Tax immunity evolves from the premise that there is an implied immunity be- tween the state and federal taxing powers as a limitation to prevent interference each by the other in the exercise of that power where the other government’s activities are concerned. There is no implied restriction, therefore, no burden, on the federal government because the theory that a tax on income is legally a tax on its source is not tenable. The tax here is nondiscriminatory. Any burden that would exist here is one that the Constitution presupposes in a system of dual governments, such as our federal system, and cannot be held to be within the implied taxing restrictions of the state. If such an immunity were implied, it would impose too greatly on the taxing power confirmed to the state.
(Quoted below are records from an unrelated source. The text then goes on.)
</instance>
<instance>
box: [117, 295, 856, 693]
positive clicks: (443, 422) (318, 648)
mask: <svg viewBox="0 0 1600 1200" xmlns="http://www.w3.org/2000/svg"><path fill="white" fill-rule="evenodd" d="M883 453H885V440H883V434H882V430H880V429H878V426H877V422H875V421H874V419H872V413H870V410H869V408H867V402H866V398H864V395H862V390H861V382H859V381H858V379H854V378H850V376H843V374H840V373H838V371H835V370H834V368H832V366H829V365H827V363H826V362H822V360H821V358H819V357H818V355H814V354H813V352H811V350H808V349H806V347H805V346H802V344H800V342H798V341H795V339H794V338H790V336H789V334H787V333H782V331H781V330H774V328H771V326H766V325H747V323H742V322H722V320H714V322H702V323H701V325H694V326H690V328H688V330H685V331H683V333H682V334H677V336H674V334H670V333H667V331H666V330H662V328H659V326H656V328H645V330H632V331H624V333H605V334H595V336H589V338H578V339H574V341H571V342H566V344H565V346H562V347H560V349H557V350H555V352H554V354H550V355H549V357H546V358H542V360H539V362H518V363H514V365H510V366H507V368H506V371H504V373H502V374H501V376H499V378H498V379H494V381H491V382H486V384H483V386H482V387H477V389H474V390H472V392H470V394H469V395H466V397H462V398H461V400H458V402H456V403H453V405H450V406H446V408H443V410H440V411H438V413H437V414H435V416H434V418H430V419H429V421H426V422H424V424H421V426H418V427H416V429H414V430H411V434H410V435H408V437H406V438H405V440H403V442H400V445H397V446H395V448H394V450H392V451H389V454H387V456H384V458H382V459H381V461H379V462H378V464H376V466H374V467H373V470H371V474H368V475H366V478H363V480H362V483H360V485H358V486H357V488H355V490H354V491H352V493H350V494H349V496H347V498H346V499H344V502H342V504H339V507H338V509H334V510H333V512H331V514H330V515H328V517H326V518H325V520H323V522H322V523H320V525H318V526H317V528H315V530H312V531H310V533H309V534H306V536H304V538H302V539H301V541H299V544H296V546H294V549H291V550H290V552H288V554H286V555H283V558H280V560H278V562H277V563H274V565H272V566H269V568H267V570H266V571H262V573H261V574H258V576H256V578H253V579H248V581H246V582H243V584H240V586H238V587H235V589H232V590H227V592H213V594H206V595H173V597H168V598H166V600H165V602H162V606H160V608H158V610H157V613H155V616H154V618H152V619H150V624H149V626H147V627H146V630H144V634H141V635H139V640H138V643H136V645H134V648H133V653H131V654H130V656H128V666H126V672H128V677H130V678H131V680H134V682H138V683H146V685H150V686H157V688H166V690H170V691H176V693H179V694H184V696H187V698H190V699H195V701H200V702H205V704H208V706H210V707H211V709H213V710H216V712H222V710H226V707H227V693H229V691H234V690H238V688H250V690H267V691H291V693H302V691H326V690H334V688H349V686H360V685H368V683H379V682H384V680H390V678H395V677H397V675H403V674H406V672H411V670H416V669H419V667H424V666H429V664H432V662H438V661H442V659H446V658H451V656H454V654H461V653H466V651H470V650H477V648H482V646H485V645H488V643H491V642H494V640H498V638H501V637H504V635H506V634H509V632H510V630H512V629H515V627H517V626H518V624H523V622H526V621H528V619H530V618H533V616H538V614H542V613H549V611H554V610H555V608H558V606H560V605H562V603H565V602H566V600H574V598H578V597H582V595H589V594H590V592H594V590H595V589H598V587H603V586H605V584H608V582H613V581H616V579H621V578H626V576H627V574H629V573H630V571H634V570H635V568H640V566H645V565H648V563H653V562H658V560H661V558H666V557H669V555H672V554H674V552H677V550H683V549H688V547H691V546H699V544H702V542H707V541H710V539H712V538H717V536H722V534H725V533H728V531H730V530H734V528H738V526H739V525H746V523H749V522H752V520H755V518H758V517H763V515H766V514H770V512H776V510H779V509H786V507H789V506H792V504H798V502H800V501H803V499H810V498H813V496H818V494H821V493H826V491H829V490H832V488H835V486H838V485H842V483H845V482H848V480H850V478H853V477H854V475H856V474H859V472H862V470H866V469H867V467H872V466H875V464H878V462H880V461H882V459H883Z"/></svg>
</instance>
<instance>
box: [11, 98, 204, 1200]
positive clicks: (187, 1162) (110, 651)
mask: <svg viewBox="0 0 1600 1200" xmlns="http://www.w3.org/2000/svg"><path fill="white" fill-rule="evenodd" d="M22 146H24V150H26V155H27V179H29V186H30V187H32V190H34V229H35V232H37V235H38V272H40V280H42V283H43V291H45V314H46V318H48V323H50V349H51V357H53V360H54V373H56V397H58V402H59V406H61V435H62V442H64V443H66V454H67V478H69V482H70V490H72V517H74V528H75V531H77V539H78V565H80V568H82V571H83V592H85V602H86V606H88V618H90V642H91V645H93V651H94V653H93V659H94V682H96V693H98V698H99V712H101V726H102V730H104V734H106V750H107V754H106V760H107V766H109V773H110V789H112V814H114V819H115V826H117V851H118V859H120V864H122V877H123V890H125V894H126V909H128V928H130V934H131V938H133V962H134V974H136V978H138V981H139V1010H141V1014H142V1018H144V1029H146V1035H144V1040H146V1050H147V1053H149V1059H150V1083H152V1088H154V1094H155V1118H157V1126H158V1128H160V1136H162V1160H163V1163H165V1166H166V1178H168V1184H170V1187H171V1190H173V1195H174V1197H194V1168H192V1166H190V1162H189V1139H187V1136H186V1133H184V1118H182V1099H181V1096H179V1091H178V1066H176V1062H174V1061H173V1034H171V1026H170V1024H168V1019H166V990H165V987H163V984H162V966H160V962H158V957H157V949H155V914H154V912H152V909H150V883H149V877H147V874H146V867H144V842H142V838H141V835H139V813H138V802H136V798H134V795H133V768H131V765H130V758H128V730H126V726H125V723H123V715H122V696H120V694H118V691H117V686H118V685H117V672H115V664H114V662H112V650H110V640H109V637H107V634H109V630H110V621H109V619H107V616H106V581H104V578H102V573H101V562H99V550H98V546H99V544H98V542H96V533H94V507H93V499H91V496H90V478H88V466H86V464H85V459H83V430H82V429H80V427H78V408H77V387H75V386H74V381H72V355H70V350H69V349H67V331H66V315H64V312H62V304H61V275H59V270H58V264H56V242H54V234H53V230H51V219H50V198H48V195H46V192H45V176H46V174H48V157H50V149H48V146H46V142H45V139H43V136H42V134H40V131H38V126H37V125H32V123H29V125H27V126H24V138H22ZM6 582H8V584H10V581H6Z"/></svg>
J. Butler argued in dissent that since the Home Owners’ Loan Corporation was a U.S. entity not subject to state tax, then neither should the salaries of its employees be subject to this tax.
Note—Graves overruled Dobbins v. Erie County, 16 Peters 435 (1842) and Collector v. Day, 11 Wallace 113 (1871). Since McCulloch v. Maryland, 4 Wheaton 316 (1819), the Court moved from reciprocal immunity to reciprocal taxation, subject, though, to the “supremacy clause” of the Constitution (Article VI, Clause 2).